From the early 1950s onward we were inseparable. We recognized in one another our life's destiny, to be together forever. The early years were one of juvenile social cultivation focused on our early selection, he of me and me of him. Our lives became meaningful when we did things together, had shared experiences, explored ourselves and the world around us. Married in 1955, this is just what our future realized, from the time we were children to the present, a devoted and loving pair who value life with one another, our marriage now of over sixty years' duration.
When we were children and Valentine's Day came around it was marked with a heart-shaped box of chocolates, a piece of inexpensive jewellery; some trinket or another; usually one-way-directed, and it was a delightful, unpretentious event. Occasionally it would be marked by a social event that would take us out to see a film or to go dancing at a social hall. Sometimes with friends, sometimes not.

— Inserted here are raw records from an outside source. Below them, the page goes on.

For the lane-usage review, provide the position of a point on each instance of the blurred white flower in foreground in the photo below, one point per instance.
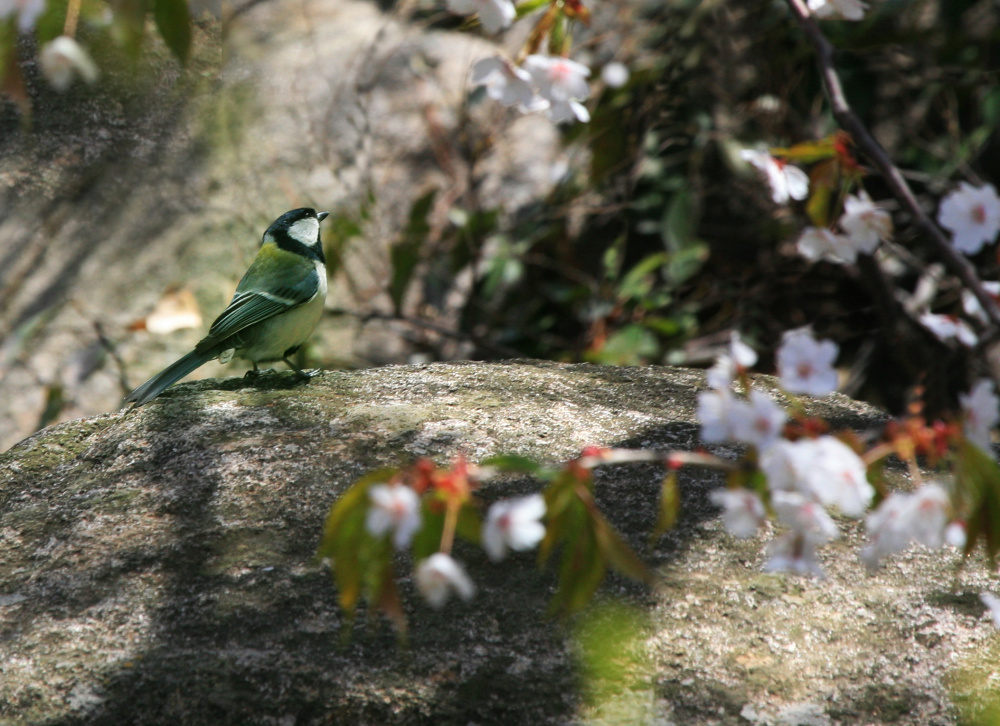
(758, 421)
(971, 305)
(742, 511)
(513, 523)
(396, 509)
(992, 603)
(738, 358)
(838, 9)
(504, 82)
(62, 60)
(27, 12)
(440, 575)
(786, 181)
(972, 215)
(805, 365)
(824, 469)
(494, 15)
(615, 74)
(563, 83)
(821, 243)
(865, 224)
(982, 413)
(921, 516)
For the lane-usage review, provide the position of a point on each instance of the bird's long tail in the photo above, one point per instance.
(168, 377)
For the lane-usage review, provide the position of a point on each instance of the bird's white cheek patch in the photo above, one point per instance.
(305, 231)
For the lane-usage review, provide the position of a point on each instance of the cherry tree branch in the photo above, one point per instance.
(865, 142)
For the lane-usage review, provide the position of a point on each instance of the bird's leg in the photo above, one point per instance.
(302, 374)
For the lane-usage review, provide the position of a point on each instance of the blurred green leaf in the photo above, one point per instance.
(978, 479)
(614, 665)
(427, 540)
(405, 254)
(632, 345)
(680, 226)
(513, 463)
(174, 23)
(360, 562)
(526, 7)
(669, 509)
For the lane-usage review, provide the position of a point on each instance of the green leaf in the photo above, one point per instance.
(357, 557)
(632, 345)
(470, 524)
(679, 231)
(405, 254)
(670, 505)
(174, 23)
(529, 6)
(513, 463)
(427, 540)
(978, 478)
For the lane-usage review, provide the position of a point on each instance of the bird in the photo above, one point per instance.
(274, 310)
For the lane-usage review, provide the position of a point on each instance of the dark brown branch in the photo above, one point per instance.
(867, 144)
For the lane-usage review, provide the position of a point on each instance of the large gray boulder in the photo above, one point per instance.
(156, 567)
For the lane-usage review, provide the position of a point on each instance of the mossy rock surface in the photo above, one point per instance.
(156, 567)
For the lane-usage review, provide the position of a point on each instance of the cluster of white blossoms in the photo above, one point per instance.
(513, 524)
(807, 476)
(61, 60)
(862, 227)
(923, 516)
(786, 181)
(972, 215)
(838, 9)
(552, 84)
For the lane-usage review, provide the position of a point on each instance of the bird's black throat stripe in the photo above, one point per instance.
(288, 243)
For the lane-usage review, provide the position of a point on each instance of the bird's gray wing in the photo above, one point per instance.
(251, 306)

This was well before we balked at the bald commercialization of recognized social events and the price tags that invariably came with their recognition. And then, almost before we noticed the years passing, there were three small children for whom the event could be made over into a colourful and happy occasion with the cutting out of cartoon shapes, crayon colouring and eventually doling them out to school classmates.
When it became not only a commercial occasion but a popularity contest we drew back from the occasion with nothing less than fastidious distaste. Long since then there has been sporadic recognition on our part of this popular but unfortunately celebrity-facade event, translated into an occasion we could find more palatable, as a private little joke between ourselves. We seldom exchange anything in recognition of the day between us, though we haven't been entirely averse to doing so with others on the rare occasion.

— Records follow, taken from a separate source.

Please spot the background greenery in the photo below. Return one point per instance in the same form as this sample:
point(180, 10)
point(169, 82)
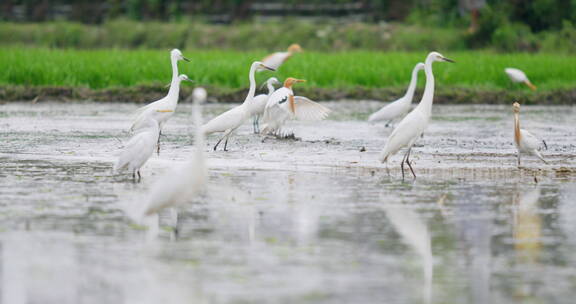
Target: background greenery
point(98, 69)
point(320, 25)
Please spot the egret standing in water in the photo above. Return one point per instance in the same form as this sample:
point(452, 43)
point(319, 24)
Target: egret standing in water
point(275, 60)
point(139, 148)
point(525, 142)
point(414, 124)
point(185, 181)
point(517, 75)
point(399, 107)
point(230, 120)
point(283, 105)
point(164, 108)
point(259, 104)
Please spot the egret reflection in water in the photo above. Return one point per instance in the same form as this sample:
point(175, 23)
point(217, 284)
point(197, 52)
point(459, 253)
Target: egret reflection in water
point(414, 233)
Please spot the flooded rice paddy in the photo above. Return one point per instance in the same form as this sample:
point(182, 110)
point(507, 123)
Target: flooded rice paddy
point(290, 221)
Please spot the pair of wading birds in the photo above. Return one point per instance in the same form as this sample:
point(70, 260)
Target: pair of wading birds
point(277, 107)
point(186, 181)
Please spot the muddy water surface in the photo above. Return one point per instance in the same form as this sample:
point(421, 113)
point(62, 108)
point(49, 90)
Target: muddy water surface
point(290, 221)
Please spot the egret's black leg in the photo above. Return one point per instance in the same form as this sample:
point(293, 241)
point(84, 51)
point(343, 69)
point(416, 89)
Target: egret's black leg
point(408, 162)
point(158, 144)
point(216, 146)
point(402, 165)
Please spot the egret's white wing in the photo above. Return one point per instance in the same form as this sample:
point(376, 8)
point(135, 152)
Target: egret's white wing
point(306, 109)
point(529, 141)
point(516, 75)
point(392, 110)
point(274, 115)
point(137, 151)
point(405, 134)
point(273, 118)
point(230, 119)
point(258, 104)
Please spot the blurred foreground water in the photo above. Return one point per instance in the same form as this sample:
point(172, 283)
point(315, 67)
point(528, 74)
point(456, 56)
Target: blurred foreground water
point(307, 221)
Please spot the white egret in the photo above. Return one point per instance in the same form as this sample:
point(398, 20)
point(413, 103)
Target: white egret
point(185, 181)
point(517, 75)
point(525, 142)
point(399, 107)
point(139, 148)
point(259, 104)
point(164, 108)
point(413, 125)
point(275, 60)
point(283, 105)
point(230, 120)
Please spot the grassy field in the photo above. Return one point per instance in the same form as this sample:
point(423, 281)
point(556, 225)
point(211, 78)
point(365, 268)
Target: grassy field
point(99, 69)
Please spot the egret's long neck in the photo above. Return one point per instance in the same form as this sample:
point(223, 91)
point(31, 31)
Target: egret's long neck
point(174, 91)
point(252, 89)
point(517, 128)
point(174, 62)
point(270, 88)
point(428, 96)
point(199, 135)
point(413, 83)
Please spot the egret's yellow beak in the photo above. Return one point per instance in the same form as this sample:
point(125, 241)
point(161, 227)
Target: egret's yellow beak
point(267, 67)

But like all such popular events when people are enthused about being nice to one another and displaying rare attitudes of kindness and care for one another, we step back from involvement. What should be natural has become a popularity contest, a buy-in of social-commercial manipulation. It is a matter of of subjective taste, of course that we find it pitiful that people need to be reminded of our civil and charitable obligations to those closest to us.
We find it far more congenial to our personal values that we appreciate one another every minute of every day and demonstrate our love and gratitude in full measure through meaningful, constant small ackowledgements that include smiles, hugs and snuggles, kisses and genuine enquiries of one another equating with love and care.